Tragiczne wakacje...
42 osoby zabite, 320 rannych – to tragiczny bilans wakacji na drogach województwa podlaskiego. Niestety do tego trzeba doliczyć jeszcze 31 osób, które w ciągu dwóch wakacyjnych miesięcy utopiło się w rzekach, jeziora i stawach na terenie województwa. W okolicach Łomży wyjątkowo czarno wypadł ostatni tydzień lipca. Przypomnijmy w ciągu jednej soboty w okolicach Łomży zginęły cztery osoby, a w ciągu tygodnia aż siedem.

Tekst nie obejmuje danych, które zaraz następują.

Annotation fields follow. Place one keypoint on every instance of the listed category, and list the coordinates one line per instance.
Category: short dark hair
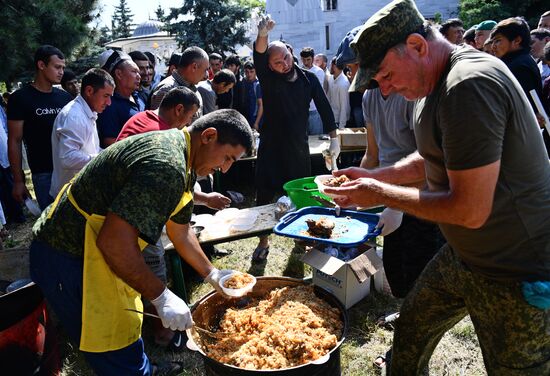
(138, 56)
(340, 65)
(514, 27)
(97, 78)
(68, 75)
(547, 51)
(215, 56)
(249, 65)
(224, 76)
(45, 52)
(233, 60)
(174, 59)
(151, 57)
(307, 52)
(232, 127)
(192, 55)
(540, 33)
(469, 35)
(323, 56)
(451, 22)
(180, 95)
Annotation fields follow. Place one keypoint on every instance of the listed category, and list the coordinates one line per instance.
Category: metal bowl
(209, 310)
(197, 230)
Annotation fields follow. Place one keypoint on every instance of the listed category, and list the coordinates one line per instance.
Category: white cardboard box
(350, 280)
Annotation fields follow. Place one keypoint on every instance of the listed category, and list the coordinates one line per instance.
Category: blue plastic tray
(351, 227)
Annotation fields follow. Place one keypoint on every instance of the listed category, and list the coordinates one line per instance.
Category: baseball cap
(109, 59)
(383, 30)
(486, 25)
(174, 59)
(345, 54)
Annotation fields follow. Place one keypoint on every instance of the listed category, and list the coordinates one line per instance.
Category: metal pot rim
(192, 345)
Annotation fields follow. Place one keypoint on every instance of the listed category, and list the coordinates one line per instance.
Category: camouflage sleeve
(148, 198)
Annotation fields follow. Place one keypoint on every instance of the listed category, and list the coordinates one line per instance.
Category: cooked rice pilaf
(289, 328)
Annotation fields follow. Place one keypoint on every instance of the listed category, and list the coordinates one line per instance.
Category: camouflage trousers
(514, 336)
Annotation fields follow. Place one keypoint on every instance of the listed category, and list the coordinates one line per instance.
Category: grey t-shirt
(208, 97)
(392, 122)
(477, 115)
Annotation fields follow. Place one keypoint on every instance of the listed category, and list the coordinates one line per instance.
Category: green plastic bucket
(301, 190)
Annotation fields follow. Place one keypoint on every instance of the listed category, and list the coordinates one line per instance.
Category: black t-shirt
(38, 111)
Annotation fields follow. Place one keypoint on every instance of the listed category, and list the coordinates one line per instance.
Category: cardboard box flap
(325, 263)
(365, 265)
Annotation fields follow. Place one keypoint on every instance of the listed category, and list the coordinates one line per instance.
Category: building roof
(147, 28)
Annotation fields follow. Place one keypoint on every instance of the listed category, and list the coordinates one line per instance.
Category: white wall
(304, 23)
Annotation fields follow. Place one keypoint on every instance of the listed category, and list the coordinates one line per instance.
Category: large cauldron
(208, 312)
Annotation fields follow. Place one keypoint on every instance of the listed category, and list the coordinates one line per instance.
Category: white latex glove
(173, 311)
(214, 278)
(265, 25)
(334, 147)
(217, 201)
(390, 220)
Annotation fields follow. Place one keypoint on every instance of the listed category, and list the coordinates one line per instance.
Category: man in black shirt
(283, 154)
(31, 113)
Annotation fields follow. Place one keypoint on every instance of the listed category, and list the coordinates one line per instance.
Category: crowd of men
(447, 110)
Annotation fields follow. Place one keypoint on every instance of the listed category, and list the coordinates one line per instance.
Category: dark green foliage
(473, 12)
(216, 26)
(159, 12)
(122, 21)
(28, 24)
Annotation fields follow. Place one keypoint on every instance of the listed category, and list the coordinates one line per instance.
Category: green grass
(457, 354)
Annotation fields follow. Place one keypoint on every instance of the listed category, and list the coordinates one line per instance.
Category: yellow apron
(106, 324)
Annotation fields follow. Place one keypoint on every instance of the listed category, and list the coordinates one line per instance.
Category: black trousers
(407, 250)
(12, 209)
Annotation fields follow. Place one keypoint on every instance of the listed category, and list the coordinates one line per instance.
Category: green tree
(254, 5)
(214, 25)
(473, 12)
(159, 12)
(28, 24)
(122, 21)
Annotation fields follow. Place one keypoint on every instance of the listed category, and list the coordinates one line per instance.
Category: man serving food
(486, 188)
(86, 254)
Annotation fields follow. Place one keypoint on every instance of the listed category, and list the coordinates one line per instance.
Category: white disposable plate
(236, 292)
(320, 180)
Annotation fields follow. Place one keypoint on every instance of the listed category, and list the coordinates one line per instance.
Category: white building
(321, 24)
(147, 36)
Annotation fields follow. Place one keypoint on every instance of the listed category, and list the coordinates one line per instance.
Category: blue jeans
(59, 276)
(315, 125)
(42, 183)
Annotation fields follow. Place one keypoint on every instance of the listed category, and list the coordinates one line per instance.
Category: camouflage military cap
(386, 28)
(486, 25)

Jak podaje podkom. Kamil Tomaszczuk z KWP w Białymstoku w wakacje na terenie województwa wydarzyło się 255 wypadków drogowych. To o 24 mniej niż w ubiegłoroczne wakacje. Mniej było także osób rannych. Ich liczba w stosunku do ubiegłego roku spadła o 33, ale wzrosłą o dwie liczba ofiar śmiertelnych tych zdarzeń.

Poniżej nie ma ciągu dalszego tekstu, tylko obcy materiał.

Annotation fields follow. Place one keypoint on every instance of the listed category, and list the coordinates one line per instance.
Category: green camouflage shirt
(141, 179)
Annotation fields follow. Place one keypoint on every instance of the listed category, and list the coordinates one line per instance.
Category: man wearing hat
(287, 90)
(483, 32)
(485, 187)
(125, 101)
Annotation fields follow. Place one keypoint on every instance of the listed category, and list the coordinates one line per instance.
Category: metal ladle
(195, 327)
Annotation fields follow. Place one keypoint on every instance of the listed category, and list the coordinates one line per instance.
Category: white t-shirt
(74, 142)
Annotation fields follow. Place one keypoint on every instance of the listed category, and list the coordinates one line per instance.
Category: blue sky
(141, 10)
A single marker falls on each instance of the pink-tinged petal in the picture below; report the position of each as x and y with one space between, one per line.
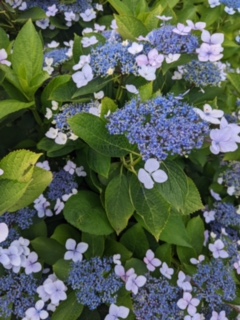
191 310
145 178
151 165
70 244
182 304
68 255
123 312
217 38
228 146
159 176
82 247
142 60
3 231
205 36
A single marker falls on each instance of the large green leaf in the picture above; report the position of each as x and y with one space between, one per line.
95 243
98 162
193 200
85 212
174 190
69 309
175 232
39 182
118 203
153 211
49 250
135 240
130 27
94 132
27 56
10 193
19 165
10 106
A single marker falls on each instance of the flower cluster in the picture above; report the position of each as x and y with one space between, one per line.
160 127
94 282
230 178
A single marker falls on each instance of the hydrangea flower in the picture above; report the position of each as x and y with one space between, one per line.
116 312
75 250
151 173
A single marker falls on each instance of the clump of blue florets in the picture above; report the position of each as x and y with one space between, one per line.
160 127
166 41
94 282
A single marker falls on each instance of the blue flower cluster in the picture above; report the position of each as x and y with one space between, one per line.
17 294
63 183
157 299
160 127
231 178
58 55
68 111
23 218
235 4
94 282
76 6
215 284
112 56
166 41
226 215
202 74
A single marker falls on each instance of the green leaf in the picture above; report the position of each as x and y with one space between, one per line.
56 150
4 39
107 105
10 106
130 27
195 229
63 232
146 91
39 182
52 85
153 211
27 56
33 13
85 212
10 192
95 243
175 232
120 7
135 240
115 247
62 269
136 6
193 200
69 309
234 78
98 162
48 249
94 132
93 86
174 190
164 253
118 204
63 92
19 165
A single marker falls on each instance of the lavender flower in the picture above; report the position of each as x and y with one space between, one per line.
157 299
160 127
166 41
17 291
94 282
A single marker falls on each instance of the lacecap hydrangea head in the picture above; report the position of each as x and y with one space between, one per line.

Do tragicznego bilansu wakacji trzeba doliczyć jeszcze 31 topielców. Zapewne w związku z upalnym latem było ich niemal dwa razy więcej niż rok wcześniej.
Ze statystyk policyjnych wynika, że w wakacje zatrzymano znacznie mniej pijanych kierowców. Było ich tylko 1300, a rok wcześniej prawie 1500.